Malaysian politician Nurul Izzah Anwar yesterday quit her posts in Parti Keadilan Rakyat (PKR), a shocking move that has raised questions about internal party strife and whether defecting opposition MPs would be welcomed into ruling coalition Pakatan Harapan, of which PKR is a member.
The scion of prime minister-in-waiting and PKR president Anwar Ibrahim and Deputy Prime Minister Wan Azizah Wan Ismail was formerly one of four elected PKR vice-presidents, and the party's state chief in Penang.
"I am resigning as vice-president of the People's Justice Party, and relinquish my appointment as the chair of Keadilan Penang," Ms Nurul Izzah said in a statement, using the English name of PKR. "I will also no longer serve the federal government in any capacity."
The three-term MP, who currently represents Permatang Pauh in Penang, did not explain why she was resigning, but said she would continue to serve as an MP and as a member of the parliamentary backbench.
"There are beliefs and ideals I hold dear, and I feel that I can be most true to them by taking this course of action I am now announcing," she said.
"My only regret is that I should have made this announcement sooner, but it has not been an easy decision to arrive at."
Dubbed "puteri reformasi" (princess of reform) after campaigning for her father's release from prison two decades ago, Ms Nurul Izzah, 38, first stood for election in 2008, and had since risen through the party ranks.
But not everyone within PKR was happy with her political ascent.
"The appointment of Nurul Izzah... as Penang state chief by the party president, who is her father, is highly inappropriate and open to the charge of nepotism," Datuk Seri Anwar's lawyer Latheefa Koya, a PKR member, said yesterday, ahead of Ms Nurul Izzah's announcement.
"It is needless to say that the practice of appointing close relatives to important positions should have no place in a reformist party."
Ms Nurul Izzah was visibly distraught at last month's party convention after a fractious and occasionally violent internal election that pitted Economic Affairs Minister Azmin Ali against Mr Rafizi Ramli, who is widely known to have the support of Ms Nurul Izzah and Datuk Seri Anwar.
"Of course anyone would be distraught.

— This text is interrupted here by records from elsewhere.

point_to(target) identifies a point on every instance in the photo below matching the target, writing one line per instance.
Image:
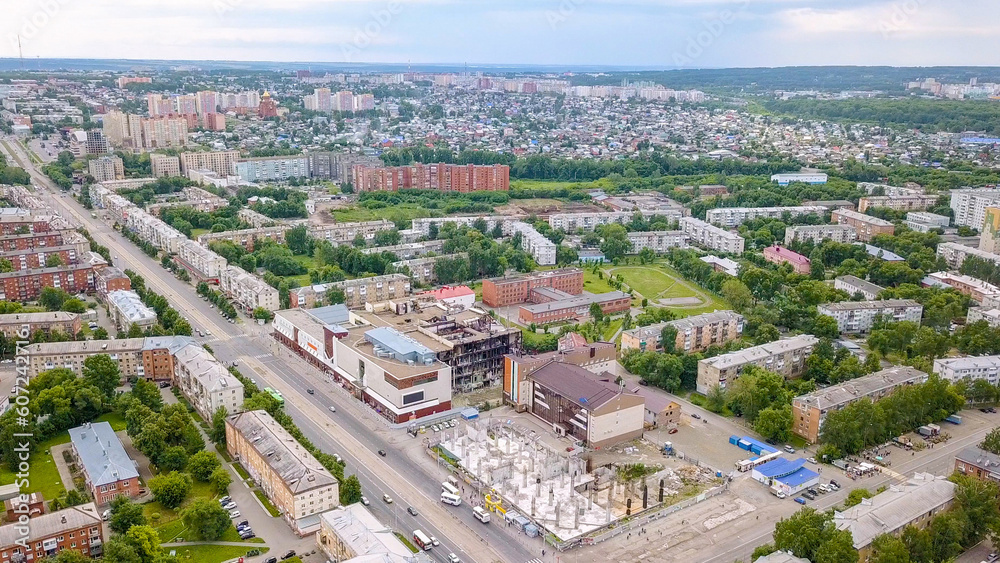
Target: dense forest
(927, 115)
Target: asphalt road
(343, 433)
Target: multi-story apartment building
(220, 162)
(923, 222)
(249, 291)
(955, 254)
(780, 255)
(970, 206)
(541, 249)
(295, 481)
(971, 368)
(15, 325)
(205, 382)
(77, 528)
(423, 226)
(978, 290)
(557, 306)
(711, 237)
(892, 511)
(854, 285)
(126, 309)
(164, 132)
(17, 221)
(501, 292)
(247, 238)
(730, 217)
(271, 168)
(786, 357)
(26, 285)
(200, 261)
(345, 233)
(30, 241)
(43, 257)
(106, 168)
(694, 334)
(915, 202)
(867, 226)
(809, 411)
(163, 165)
(422, 269)
(108, 471)
(859, 317)
(439, 176)
(805, 177)
(658, 241)
(844, 234)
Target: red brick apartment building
(500, 292)
(440, 176)
(78, 528)
(26, 285)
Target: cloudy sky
(642, 33)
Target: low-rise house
(291, 478)
(108, 470)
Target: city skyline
(635, 33)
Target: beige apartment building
(786, 357)
(809, 411)
(694, 334)
(295, 481)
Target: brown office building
(501, 292)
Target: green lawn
(271, 509)
(211, 553)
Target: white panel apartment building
(423, 226)
(271, 169)
(541, 249)
(660, 241)
(571, 222)
(954, 254)
(735, 216)
(818, 233)
(970, 206)
(711, 237)
(971, 368)
(856, 317)
(854, 285)
(248, 290)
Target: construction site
(543, 490)
(471, 341)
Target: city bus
(421, 539)
(277, 395)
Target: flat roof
(102, 454)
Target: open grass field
(43, 473)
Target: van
(481, 514)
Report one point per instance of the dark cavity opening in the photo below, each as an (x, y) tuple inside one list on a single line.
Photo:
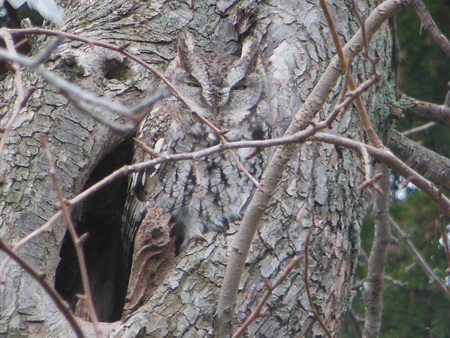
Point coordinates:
[(100, 217)]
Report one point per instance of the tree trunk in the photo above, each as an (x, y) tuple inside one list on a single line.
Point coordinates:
[(318, 192)]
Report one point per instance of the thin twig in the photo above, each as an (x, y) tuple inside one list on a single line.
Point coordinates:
[(39, 277), (78, 243), (419, 259), (373, 286), (282, 275), (428, 23), (418, 129), (308, 292), (22, 94)]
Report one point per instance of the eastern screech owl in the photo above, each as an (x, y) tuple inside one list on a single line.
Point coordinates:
[(228, 91)]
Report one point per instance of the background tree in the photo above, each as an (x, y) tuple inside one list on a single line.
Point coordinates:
[(313, 200)]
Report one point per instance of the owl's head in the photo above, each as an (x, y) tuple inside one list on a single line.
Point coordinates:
[(223, 88)]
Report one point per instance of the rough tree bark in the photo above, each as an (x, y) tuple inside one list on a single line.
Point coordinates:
[(318, 191)]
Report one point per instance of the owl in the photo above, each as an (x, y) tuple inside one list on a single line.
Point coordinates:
[(207, 195)]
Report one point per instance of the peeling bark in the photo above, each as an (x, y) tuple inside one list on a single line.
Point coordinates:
[(317, 191)]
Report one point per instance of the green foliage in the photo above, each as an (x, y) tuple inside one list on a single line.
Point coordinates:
[(424, 67), (412, 307)]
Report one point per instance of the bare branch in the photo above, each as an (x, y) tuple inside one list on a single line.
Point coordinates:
[(419, 110), (308, 292), (373, 286), (428, 23), (270, 287), (418, 129), (392, 161), (419, 259), (38, 277), (427, 163), (273, 173)]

People should be focusing on strengthening our party," she told reporters then, adding that she did not like to see the party going through such a "difficult and arduous process, which is flawed".
Datuk Seri Azmin had edged out Mr Rafizi to retain the party's deputy presidency.
Her colleagues from the PH coalition appeared surprised at her resignation.
Parti Pribumi Bersatu Malaysia's Supreme Council member Rais Hussin said on Twitter that Ms Nurul Izzah would likely retract her party resignation. She responded swiftly with: "Kindly refrain from ever commenting on my behalf."
PKR deputy president Azmin could not offer an explanation for Ms Nurul Izzah's decision, saying: "I will try to talk to her and understand what really happened."
Meanwhile Mr Rafizi tweeted: "She is not withdrawing from politics. I read it as a decision to retain the idealism of the struggle amid the political chaos."
Ms Nurul Izzah's decision comes a day after she reacted negatively to a question about recent party-hopping attempts by Umno politicians, who have left the former ruling party en masse to defect to PH parties.
"Betrayal of mandate given the 9th of May, insults those who are loyal to the cause," she wrote, referring to the date of the recent general election which PH won. "There is no meaning to democracy if Malaysia is governed by elite-based politicking."
Despite being seen as a stand-in for her father when she first contested in 2008, Ms Nurul Izzah has emerged from her parents' shadows to become a respected and well-liked politician.
However, she has taken a step back since PH's historic win at the polls in May this year, some say for her father to take centre stage.